Tahun 70-an akhir, takdir mempertemukanku dengan seorang wanita muda, cantik, dan kaya. Waktu itu, aku bekerja sebagai pelayan di sebuah toko swalayan di daerah Blok M, Jakarta Selatan.
Wanita itu, sebut saja namanya Bunga. Dia adalah pelanggan di toko tempataku bekerja. Setiap minggu, Bunga belanja dan selalu memintaku untuk menyertainya dengan membawakan keranjang belanjaan lalu memasukkannya ke bagasi sedan mewahnya.

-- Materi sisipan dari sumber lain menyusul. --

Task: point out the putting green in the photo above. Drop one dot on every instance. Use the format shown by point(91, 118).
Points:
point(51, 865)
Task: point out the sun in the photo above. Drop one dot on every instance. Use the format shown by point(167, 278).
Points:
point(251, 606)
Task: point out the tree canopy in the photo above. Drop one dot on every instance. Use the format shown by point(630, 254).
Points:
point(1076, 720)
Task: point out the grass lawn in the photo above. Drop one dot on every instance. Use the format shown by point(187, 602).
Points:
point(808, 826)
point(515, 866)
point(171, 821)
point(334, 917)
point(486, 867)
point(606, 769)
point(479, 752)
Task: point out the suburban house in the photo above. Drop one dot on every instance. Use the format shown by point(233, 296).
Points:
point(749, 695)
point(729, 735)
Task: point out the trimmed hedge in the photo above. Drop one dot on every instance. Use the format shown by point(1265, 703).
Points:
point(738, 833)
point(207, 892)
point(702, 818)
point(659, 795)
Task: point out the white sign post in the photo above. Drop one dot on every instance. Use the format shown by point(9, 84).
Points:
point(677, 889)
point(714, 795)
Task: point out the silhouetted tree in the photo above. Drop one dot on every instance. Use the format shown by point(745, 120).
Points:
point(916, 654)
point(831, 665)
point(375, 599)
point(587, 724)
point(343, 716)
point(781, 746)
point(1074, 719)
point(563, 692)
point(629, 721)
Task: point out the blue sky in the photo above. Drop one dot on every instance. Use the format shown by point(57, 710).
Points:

Bunga pun selalu memberikan tip yang memuaskan. “Kamu mirip bintang film Robi Sugara,” pujinya, suatu ketika saat aku mendampingnya belanja.
Aku terasa melayang mendengar pujiannya. “Tapi sayang, tubuhmu agak pendek,” sambungnya, membuat hatiku berubah jadi kecut. Tinggiku, memang hanya 158 cm. Jelas, bagi seorang lelaki termasuk pendek.

“Berapa umurmu?”
“Lima belas tahun, Mbak,” jawabku seramah mungkin.
“Kamu mau, kalau kerja di rumah saya?”
Aku hampir tak percaya mendengar tawaran Bunga. Tapi, aku yakin bahwa yang diucapkan wanita cantik itu suatu peluang emas bagiku. Terus terang, aku merasa kagum padanya. Sebab dia cantik dan bersikap lembut dan tak pernah sombong. Kalau aku kerja di rumahnya, berarti tiap hari aku bisa menikmati kecantikan dan kelembutan sikapnya. Tanpa pikir panjang, tawaran Bunga kuterima.

Singkat cerita, aku pun kerja di rumah Bunga sebagai pembantu rumah tangga. Rumahnya mungil, tapi cukup mewah dan ternyata rumah itu milik orang tuanya. Letaknya di kawasan Kebayoran Baru juga, hanya beberapa kilometer jaraknya dari toko swalayan tempatku bekerja tempo hari.
Bunga ketika itu berumur 20 tahun, belum bersuami dan sedang merintis karir sebagai foto model dan pragawati. Tiap bulan aku menemaninya mengunjungi orang tuanya di kota B, Jawa Barat.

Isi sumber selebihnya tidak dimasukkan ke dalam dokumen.